Market digests disappointment from Beijing summit
Markets also remain unsatisfied following a Trump-Xi summit that ultimately proved disappointing, despite being presented by the White House as 'one of the most significant diplomatic breakthroughs in recent years'. Washington primarily highlighted the sale of 200 Boeing aircraft - an order that could reach 750 planes - framing it as 'a major victory for American industry and workers', while appearing to ignore that analysts had expected the signing of a mega-contract for 500 sales.
'Our trip to China was a great success and we achieved our primary goal: reopening the Chinese market to Boeing aircraft orders', Boeing told Zonebourse. Nevertheless, the aircraft manufacturer's stock has shed more than 8% over the last two sessions.
As for China, analysts at Commerzbank indicate that its economy has significantly lost momentum after a solid first quarter.
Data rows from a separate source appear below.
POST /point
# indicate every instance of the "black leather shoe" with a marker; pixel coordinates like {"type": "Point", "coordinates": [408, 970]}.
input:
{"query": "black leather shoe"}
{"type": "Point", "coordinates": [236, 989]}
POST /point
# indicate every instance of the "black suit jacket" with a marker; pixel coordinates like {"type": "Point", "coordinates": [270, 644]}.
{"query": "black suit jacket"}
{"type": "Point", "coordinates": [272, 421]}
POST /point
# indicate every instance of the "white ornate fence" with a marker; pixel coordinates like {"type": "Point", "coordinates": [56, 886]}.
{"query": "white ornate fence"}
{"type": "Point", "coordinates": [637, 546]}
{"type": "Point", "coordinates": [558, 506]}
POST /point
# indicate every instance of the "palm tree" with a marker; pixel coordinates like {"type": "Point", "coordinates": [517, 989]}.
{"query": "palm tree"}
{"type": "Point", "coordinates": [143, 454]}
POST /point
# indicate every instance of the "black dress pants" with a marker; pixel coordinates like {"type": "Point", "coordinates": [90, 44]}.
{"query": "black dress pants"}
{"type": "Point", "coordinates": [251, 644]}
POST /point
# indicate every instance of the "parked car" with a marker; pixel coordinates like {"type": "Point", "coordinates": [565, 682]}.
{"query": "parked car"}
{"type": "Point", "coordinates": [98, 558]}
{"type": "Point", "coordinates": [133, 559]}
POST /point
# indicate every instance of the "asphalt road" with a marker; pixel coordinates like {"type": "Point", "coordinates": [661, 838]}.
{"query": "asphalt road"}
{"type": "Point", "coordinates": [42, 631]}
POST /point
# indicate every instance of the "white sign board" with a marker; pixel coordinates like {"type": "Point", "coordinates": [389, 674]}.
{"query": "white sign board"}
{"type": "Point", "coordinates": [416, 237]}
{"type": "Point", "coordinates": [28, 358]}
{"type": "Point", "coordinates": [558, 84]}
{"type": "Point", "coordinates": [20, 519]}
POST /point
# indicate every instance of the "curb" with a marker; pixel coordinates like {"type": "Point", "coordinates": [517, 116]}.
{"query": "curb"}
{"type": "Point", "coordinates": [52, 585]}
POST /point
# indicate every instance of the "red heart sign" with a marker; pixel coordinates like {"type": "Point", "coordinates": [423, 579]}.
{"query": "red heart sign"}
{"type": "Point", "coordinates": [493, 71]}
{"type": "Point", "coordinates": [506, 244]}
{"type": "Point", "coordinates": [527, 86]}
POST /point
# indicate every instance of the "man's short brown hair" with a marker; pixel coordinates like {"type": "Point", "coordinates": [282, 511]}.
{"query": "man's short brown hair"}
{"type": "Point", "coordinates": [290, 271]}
They point specifically to persistent weakness in domestic demand and pressures on industrial costs.
Beijing indeed announced a widespread slowdown in activity for April this morning, with industrial production growth limited to 4.1% year-on-year, its slowest pace in nearly 3 years.
Stocks on the move
Elsewhere in market news, Publicis Groupe is posting the strongest gain on the CAC 40 (+4.1%) after reaching an agreement to acquire LiveRamp, a global data collaboration platform.
Pierre & Vacances (-1.6%) announced on Friday that it has filed a complaint following a data breach involving 1.6 million bookings. The incident concerns the La France du Nord au Sud platform, a subsidiary of its Maeva brand.
Ryanair (-3.3%) reported a profit after tax of 2.26 billion euros for its fiscal year ended late March, compared to 1.61 billion euros a year earlier, slightly exceeding the analyst consensus of 2.20 billion euros.
Finally, Novartis (-0.2%) announced new positive data from PSMAddition for its Pluvicto combined with standard of care (SoC) in PSMA-positive metastatic hormone-sensitive prostate cancer (mHSPC).
This evening, markets will digest the operating results from ADP, as well as earnings from Nacon and Bigben.
In the meantime, the euro is edging up 0.1% against the greenback, trading around 1.163 USD.